Archive and container files

Archive and container files can be used to bypass content filtering processes if the content filter does not handle the file type and embedded content correctly. Ensuring the content filtering process recognises archived and container files will ensure the embedded files they contain are subject to the same content filtering measures as un-archived files.

Archive files can be constructed in a manner which can pose a denial of service security risk due to processor, memory or disk space exhaustion. To limit the likelihood of such an attack, content filters can specify resource constraints/quotas while extracting these files. If these constraints are exceeded the inspection is terminated, the content blocked and a security administrator alerted.

Security Control: 1289; Revision: 1; Updated: Sep-18; Applicability: O, P, S, TS
The contents from archive/container files are extracted and subjected to content filter checks.

Security Control: 1290; Revision: 1; Updated: Sep-18; Applicability: O, P, S, TS
Controlled inspection of archive/container files is performed to ensure that content filter performance or availability is not adversely affected.
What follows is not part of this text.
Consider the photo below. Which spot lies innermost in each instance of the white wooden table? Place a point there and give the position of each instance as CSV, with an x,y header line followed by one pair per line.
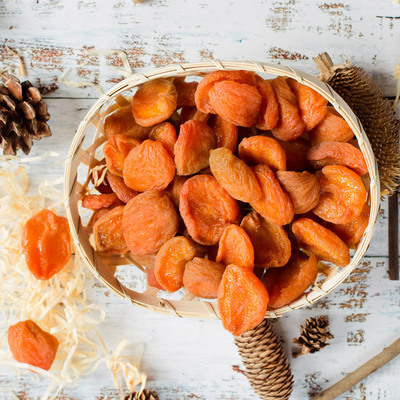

Security Control: 1291; Revision: 1; Updated: Sep-18; Applicability: O, P, S, TS
Files that cannot be inspected are blocked and generate an alert or notification.
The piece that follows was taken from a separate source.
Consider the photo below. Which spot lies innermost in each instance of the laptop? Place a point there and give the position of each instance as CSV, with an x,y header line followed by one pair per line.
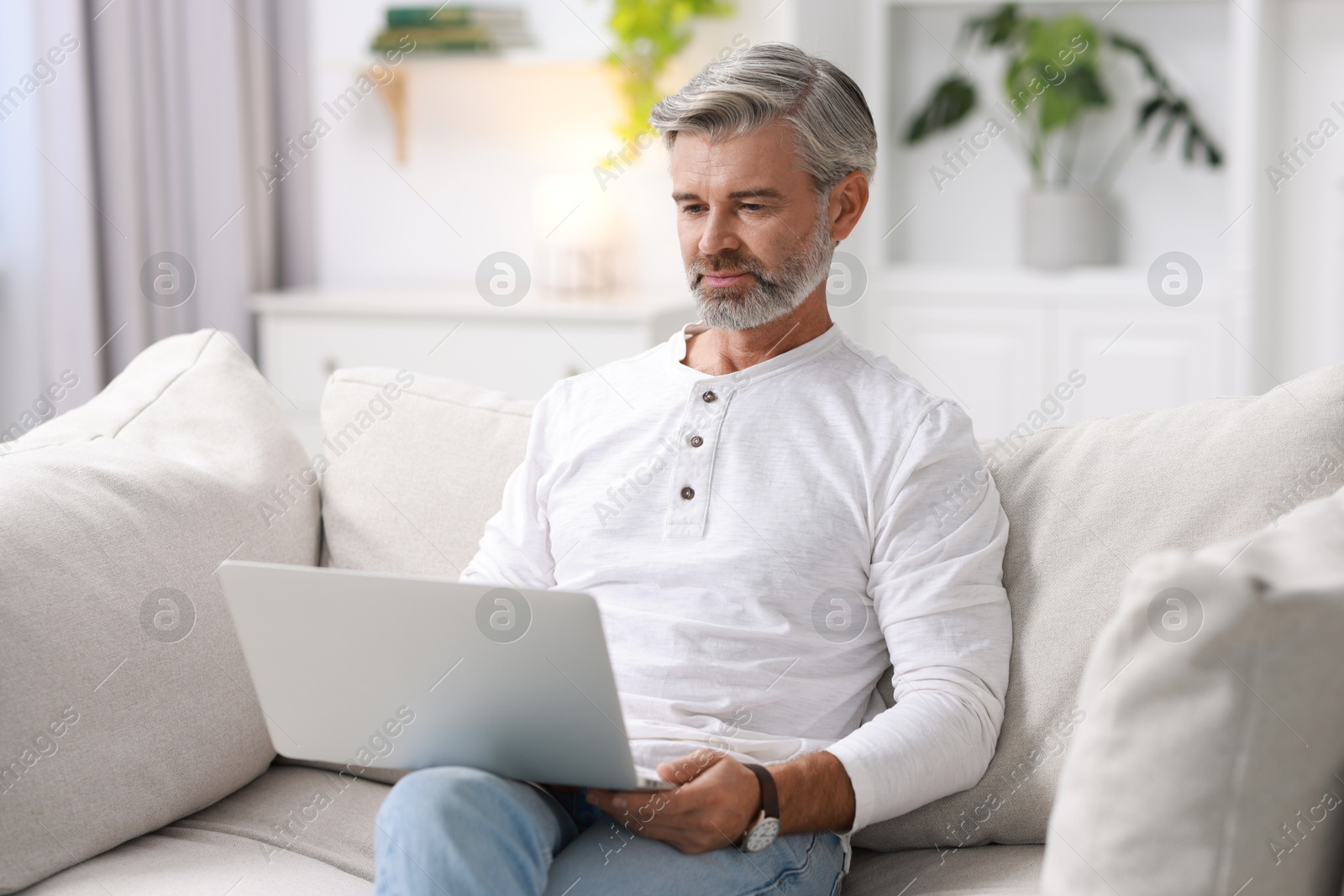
x,y
380,671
Allowing access to specific content types

Creating and enforcing a list of allowed content types, based on business requirements and the results of a risk assessment, is a strong content filtering method that can reduce the attack surface of a system. As a simple example, an email content filter might only allow Microsoft Office documents and PDF files.

Security Control: 0649; Revision: 7; Updated: Apr-20; Applicability: O, P, S, TS
A list of allowed content types is implemented.

Data integrity

Ensuring the authenticity and integrity of content reaching a security domain is a key component in ensuring its trustworthiness. It is also essential that content that has been authorised for release from a security domain is not modified (e.g. by the addition or substitution of information). If content passing through a filter contains a form of integrity protection, such as a digital signature, the content filter needs to verify the content’s integrity before allowing it through. If the content fails these integrity checks it may have been spoofed or tampered with and should be dropped.

Examples of data integrity checks include:

  • an email server or content filter verifying an email protected by DomainKeys Identified Mail
  • a web service verifying the XML digital signature contained within a Simple Object Access Protocol request
  • validating a file against a separately supplied hash
  • checking that data to be exported from a security domain has been digitally signed by a release authority.

Security Control: 1292; Revision: 1; Updated: Sep-18; Applicability: O, P, S, TS
The integrity of content is verified where applicable and blocked if verification fails.

Security Control: 0677; Revision: 4; Updated: Sep-18; Applicability: S, TS
If data is signed, the signature is validated before the data is exported.

Encrypted data

Encryption can be used to bypass content filtering if encrypted content cannot be subject to the same checks performed on unencrypted content. Organisations should consider the need to decrypt content, depending on the security domain they are communicating with and depending on whether the need-to-know principle needs to be enforced.

Choosing not to decrypt content poses a security risk that malicious code’s encrypted communications and data could move between security domains. In addition, encryption could mask information at a higher classification being allowed to pass to a security domain of lower classification, which could result in a data spill.

Where a business need to preserve the confidentiality of encrypted data exists, an organisation may consider a dedicated system to allow encrypted content through external, boundary or perimeter controls to be decrypted in an appropriately secure environment, in which case the content should be subject to all applicable content filtering controls after it has been decrypted.

Security Control: 1293; Revision: 1; Updated: Sep-18; Applicability: O, P, S, TS
All encrypted content, traffic and data is decrypted and inspected to allow content filtering.